The clothing company first announced the giveaway on social media in April as a way to thank teachers for their efforts amid the novel coronavirus pandemic.
A series of posts on the company’s Instagram account on April 2 described how the company “would like to give teachers a free dress,” as a way to show its appreciation.
“I have been so encouraged by the ways people are showing up for each other,” the third post states, signed by Witherspoon with her own Instagram account tagged. “Particularly the teachers. During quarantine, teachers are broadcasting lessons from their own homes and figuring out new remote-learning technology and platforms on the fly, all while continuing to educate and connect with our kids. Advocating for the children of the world is no easy task, so I wanted to show teachers a little extra love right now.”
But the lawsuit, filed last week by three people seeking class-action status, alleges the purported giveaway was actually a “scam” limited to 250 dresses, despite receiving nearly one million “acceptances of their offer,” according to the court papers, which were published online by Law360.
“Upon receipt of close to a million acceptances of their offer, Defendants suddenly renounced their offer and instead claimed it was a lottery drawing, provided consumers a product coupon to encourage sales of their products… and sent class members numerous product advertisements even after the promotion was over,” the suit states, “all while having exponentially increased the size and value of their customer marketing database in ways that saved them hundreds of thousands, if not millions, of dollars in marketing costs.”

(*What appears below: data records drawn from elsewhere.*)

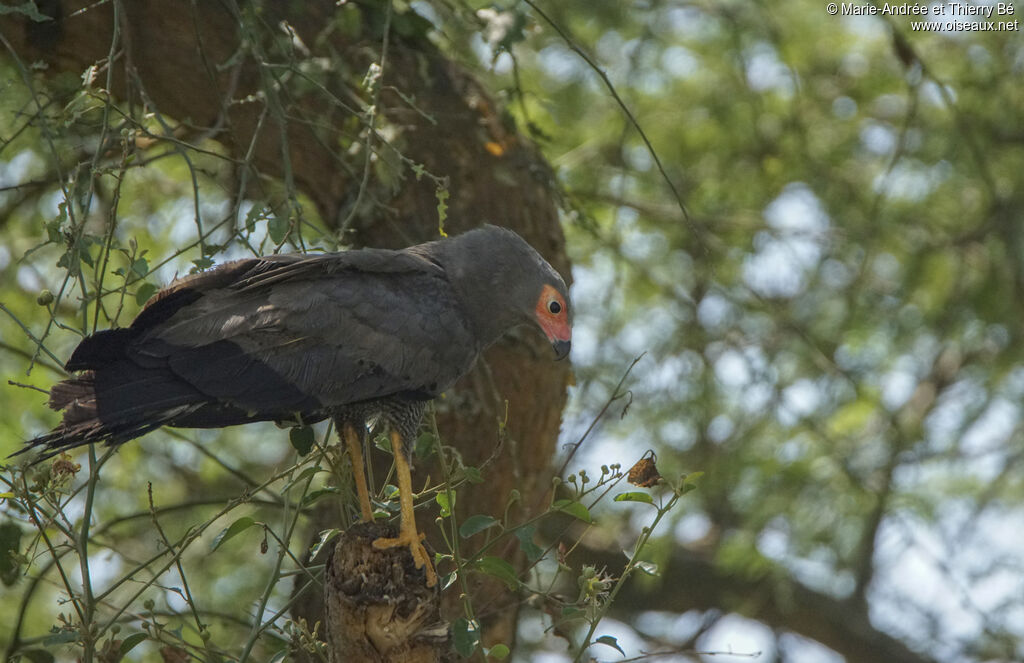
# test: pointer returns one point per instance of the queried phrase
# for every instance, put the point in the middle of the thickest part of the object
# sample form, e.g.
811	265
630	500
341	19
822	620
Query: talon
420	555
407	532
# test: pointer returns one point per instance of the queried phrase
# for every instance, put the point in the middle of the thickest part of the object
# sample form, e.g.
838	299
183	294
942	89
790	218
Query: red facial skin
555	326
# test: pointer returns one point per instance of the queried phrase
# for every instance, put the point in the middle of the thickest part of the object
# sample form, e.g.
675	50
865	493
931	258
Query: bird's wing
302	332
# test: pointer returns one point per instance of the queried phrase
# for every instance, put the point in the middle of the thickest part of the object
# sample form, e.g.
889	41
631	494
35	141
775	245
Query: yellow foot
420	556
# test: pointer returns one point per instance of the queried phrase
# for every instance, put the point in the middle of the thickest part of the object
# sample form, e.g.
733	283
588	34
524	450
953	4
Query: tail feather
123	401
116	404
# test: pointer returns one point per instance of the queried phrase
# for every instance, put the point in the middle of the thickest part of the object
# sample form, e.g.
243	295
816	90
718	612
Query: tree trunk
204	63
377	608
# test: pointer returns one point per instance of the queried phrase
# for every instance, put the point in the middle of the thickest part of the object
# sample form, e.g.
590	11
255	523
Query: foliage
832	329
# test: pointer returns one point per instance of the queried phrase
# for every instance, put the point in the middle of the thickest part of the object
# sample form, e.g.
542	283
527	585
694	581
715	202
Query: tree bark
377	608
213	68
691	580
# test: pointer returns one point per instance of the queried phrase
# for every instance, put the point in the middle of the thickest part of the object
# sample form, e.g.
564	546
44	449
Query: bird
352	336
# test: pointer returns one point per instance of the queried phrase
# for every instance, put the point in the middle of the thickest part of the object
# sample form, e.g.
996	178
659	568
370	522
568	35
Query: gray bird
351	335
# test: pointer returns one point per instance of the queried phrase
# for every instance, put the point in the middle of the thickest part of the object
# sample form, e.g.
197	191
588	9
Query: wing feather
304	334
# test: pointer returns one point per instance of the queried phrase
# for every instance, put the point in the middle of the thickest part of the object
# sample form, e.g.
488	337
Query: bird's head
553	316
506	283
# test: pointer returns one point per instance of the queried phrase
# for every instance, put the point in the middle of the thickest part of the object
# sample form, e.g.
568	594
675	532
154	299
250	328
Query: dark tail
116	404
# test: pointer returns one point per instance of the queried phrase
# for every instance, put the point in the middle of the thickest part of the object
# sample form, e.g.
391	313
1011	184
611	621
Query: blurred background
805	230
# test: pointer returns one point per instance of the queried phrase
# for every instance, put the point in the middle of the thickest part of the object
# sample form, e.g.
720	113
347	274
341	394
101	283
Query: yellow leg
407	533
358	471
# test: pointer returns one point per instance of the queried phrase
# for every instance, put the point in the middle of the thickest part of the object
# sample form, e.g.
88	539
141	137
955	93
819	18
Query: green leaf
143	292
10	544
571	612
255	213
608	640
442	195
278	228
465	636
36	656
472	474
231	531
302	439
475	524
499	569
635	496
301	477
576	509
425	446
525	536
129	643
326	537
140	267
446	506
317	494
59	636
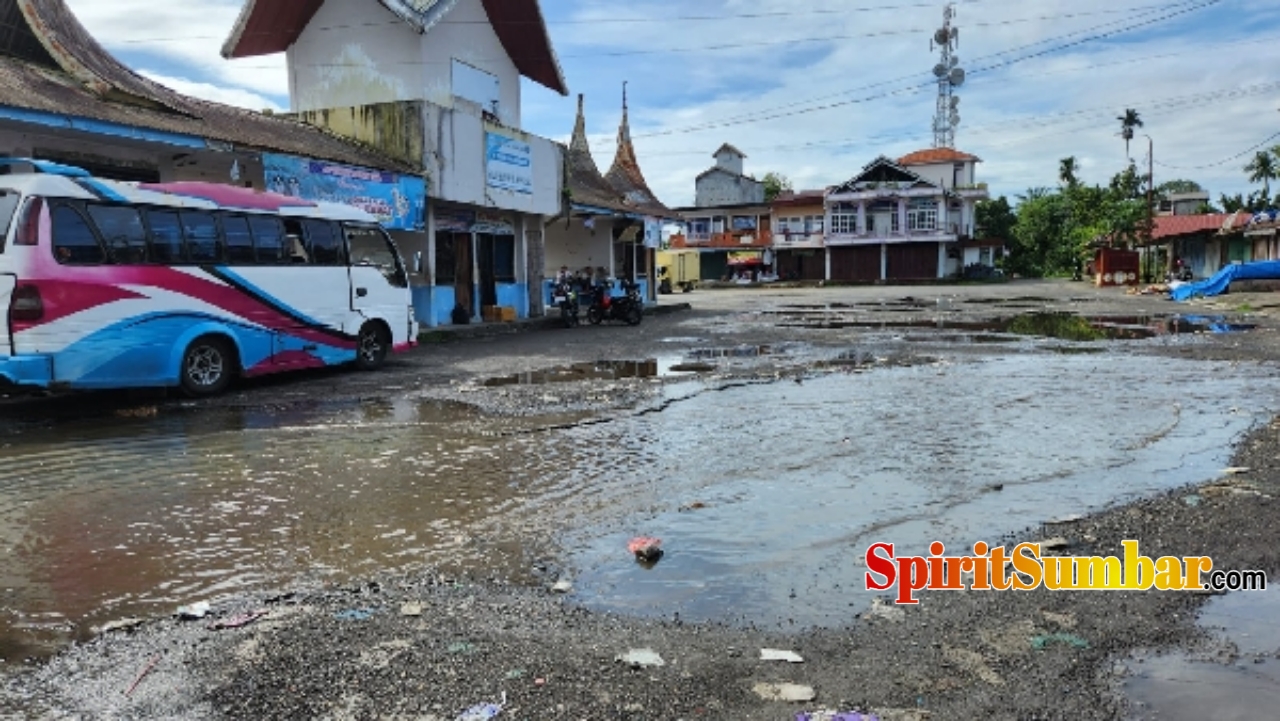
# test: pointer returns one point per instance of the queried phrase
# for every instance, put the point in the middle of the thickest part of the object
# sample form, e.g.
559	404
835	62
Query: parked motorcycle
604	306
565	297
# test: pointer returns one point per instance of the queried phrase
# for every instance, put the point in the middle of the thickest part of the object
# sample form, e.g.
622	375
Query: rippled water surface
782	487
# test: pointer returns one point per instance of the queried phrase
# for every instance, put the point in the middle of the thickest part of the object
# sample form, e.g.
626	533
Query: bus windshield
8	206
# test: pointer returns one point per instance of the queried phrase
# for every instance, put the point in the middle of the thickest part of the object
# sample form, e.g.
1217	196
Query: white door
379	283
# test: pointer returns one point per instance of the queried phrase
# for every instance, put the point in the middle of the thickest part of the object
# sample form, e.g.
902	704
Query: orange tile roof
936	155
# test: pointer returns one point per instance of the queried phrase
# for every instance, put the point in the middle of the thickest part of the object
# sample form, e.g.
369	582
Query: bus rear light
28	229
24	304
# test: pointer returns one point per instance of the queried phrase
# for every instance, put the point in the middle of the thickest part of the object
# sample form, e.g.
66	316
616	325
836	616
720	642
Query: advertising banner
508	164
397	201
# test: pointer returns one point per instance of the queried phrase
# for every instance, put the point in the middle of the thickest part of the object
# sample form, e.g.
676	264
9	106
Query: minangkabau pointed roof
585	183
625	174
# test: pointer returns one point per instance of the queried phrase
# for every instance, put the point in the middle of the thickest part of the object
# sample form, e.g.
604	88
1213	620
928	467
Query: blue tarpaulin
1219	283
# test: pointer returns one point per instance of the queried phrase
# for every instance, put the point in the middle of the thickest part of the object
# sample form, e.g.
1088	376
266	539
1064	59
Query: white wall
370	55
359	53
455	160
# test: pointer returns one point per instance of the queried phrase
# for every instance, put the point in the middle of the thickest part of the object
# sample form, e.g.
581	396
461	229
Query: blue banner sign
397	201
508	164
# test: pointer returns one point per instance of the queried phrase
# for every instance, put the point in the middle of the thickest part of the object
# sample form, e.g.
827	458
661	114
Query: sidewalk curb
448	333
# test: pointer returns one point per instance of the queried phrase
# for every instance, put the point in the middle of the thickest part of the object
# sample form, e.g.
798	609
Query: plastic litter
197	610
641	657
237	621
484	711
835	716
1066	639
645	548
775	655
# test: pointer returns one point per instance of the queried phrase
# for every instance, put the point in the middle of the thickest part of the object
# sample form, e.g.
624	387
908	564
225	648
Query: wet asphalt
424	644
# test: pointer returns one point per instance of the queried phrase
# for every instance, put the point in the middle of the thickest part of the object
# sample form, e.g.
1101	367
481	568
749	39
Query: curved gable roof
265	27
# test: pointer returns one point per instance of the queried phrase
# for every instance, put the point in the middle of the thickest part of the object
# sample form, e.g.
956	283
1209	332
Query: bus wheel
206	366
373	346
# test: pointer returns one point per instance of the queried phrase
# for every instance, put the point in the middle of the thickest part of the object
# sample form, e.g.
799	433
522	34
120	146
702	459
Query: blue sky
817	90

A rep for Witherspoon did not respond to FOX Business’ request for comment. Attorneys for Draper James called the lawsuit "an unjust attempt to exploit Draper James' good intentions to honor the teacher community by gifting hundreds of free dresses."
"The fact that supplies were limited, such that a free dress could not be provided to every teacher who responded, was disclosed and is no basis for a lawsuit," Theane Evangelis, an attorney for Draper James', said in a statement. "Draper James looks forward to defending this case, to continuing its efforts to acknowledge the extraordinary contributions made by teachers during this time of need, and to being vindicated in court."

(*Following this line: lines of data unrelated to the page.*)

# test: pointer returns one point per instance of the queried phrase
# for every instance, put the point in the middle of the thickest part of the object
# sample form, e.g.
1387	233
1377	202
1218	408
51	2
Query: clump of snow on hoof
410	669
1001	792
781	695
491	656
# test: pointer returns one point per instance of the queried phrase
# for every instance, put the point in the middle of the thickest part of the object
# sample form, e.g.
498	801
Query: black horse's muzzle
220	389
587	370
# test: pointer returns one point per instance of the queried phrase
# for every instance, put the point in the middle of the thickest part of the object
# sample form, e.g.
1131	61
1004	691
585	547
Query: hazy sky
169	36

But in April, after news broke that Draper James would not provide every teacher with a dress. Page Six reported that the company would be contributing funds to DonorsChoose to be put toward "resources such as books, notebooks, pencils, art supplies, activity kits and food, all shipped directly to their students’ homes."
Last week's lawsuit accuses Draper James and Witherspoon of “taking advantage of the COVID-19 pandemic” through the campaign, and references how the company then tried to “placate” customers by claiming to have made an unspecified contribution.

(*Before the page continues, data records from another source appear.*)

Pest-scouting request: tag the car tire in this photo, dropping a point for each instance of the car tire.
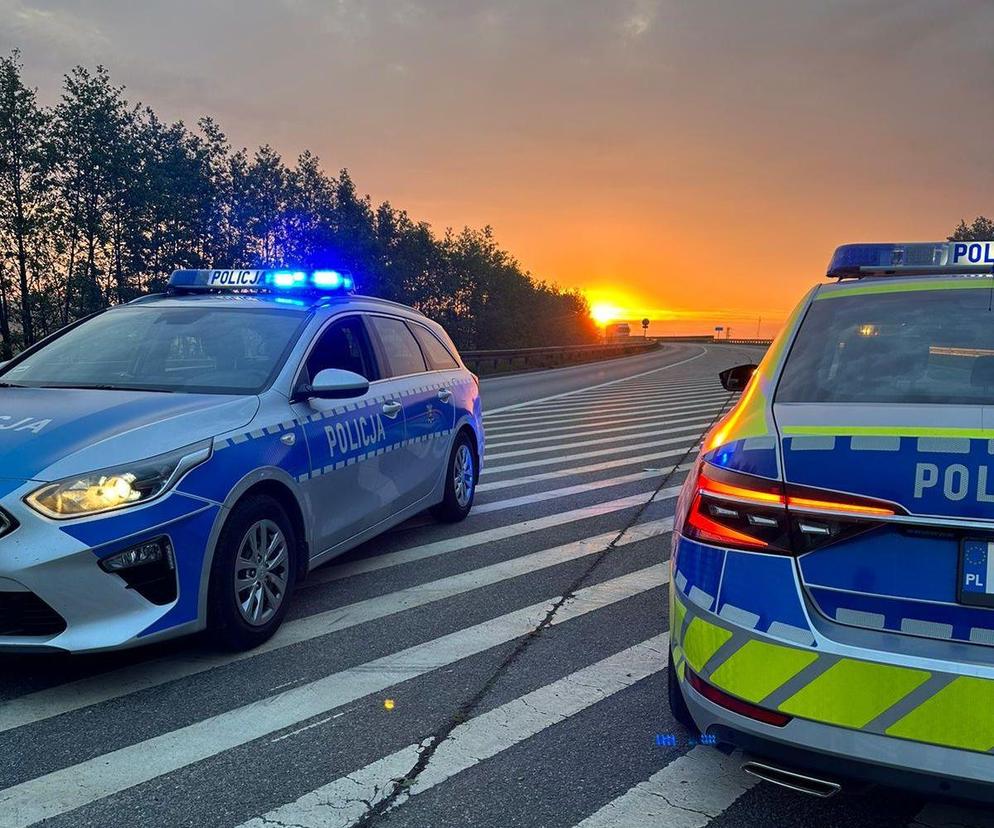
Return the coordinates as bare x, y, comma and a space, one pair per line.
253, 574
678, 705
461, 475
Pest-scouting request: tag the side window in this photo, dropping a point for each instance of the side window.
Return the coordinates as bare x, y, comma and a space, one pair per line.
398, 347
438, 356
343, 345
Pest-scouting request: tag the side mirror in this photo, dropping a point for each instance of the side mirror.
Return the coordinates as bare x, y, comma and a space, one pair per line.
336, 384
737, 378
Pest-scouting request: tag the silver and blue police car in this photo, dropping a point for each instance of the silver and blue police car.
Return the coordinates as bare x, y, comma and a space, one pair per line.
182, 461
832, 600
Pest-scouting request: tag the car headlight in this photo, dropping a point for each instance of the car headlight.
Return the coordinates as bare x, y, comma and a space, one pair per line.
116, 488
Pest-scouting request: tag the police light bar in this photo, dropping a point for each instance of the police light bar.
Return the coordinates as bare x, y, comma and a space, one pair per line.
916, 258
263, 281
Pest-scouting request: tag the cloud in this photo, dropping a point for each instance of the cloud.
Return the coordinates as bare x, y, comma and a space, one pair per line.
27, 24
639, 20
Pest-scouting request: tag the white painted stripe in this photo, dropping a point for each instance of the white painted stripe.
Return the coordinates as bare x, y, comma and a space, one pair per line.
339, 803
623, 404
460, 542
598, 416
514, 406
948, 815
580, 488
113, 684
696, 423
688, 793
609, 425
636, 450
75, 786
635, 460
620, 393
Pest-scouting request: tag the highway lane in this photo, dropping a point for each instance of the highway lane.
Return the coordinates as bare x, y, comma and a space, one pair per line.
507, 671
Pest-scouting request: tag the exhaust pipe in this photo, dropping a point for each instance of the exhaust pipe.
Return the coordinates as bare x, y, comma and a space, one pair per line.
811, 785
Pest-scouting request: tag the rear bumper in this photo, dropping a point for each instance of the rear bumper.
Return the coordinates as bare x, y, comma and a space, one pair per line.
870, 713
830, 753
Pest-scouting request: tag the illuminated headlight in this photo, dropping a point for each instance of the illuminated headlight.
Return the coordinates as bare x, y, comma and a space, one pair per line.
116, 488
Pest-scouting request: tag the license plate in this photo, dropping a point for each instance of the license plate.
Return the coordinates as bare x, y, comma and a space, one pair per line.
976, 572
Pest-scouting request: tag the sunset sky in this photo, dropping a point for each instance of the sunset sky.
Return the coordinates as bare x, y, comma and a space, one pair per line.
693, 161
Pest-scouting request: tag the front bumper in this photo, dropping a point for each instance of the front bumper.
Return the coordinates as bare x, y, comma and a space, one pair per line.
52, 569
883, 709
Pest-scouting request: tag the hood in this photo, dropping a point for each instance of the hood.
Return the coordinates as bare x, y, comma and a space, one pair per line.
49, 433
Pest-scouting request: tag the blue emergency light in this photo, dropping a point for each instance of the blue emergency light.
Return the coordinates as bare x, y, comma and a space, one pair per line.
911, 259
263, 281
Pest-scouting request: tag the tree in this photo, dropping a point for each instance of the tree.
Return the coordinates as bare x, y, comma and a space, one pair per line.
980, 229
22, 191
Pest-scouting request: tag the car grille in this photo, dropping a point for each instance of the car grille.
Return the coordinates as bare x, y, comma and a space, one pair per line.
24, 613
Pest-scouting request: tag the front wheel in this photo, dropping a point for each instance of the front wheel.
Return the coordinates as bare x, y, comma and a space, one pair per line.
460, 482
253, 574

Though the promotion, the lawsuit states, the company offered “to provide a new dress for teachers who signed up with Draper James and provided their personal contact information… such as their teacher ID information, their teacher work email addresses, and even copies of their employee work badges – all highly sensitive information that could be exploited by cyber-criminals or used or sold by Defendants (which, it turns out, they did).”
A number of people who had signed up for the promotion later returned to the Instagram posts to express anger over the allegedly misleading post.
“Most teachers were not aware they were entering a “raffle” or “lottery” type of thing,” wrote Instagram user @rs_to_c. “Be truthful, this is NOT the time for this BS. How disappointing.”
Another Instagram user, @ctcunning65, wrote: “What a wonderful marketing ploy this was! So disappointed that you used this tactic to get email address. Teachers can’t afford dress that cost $150.”
This report was updated to include a statement from Draper James' counsel, Theane Evangelis.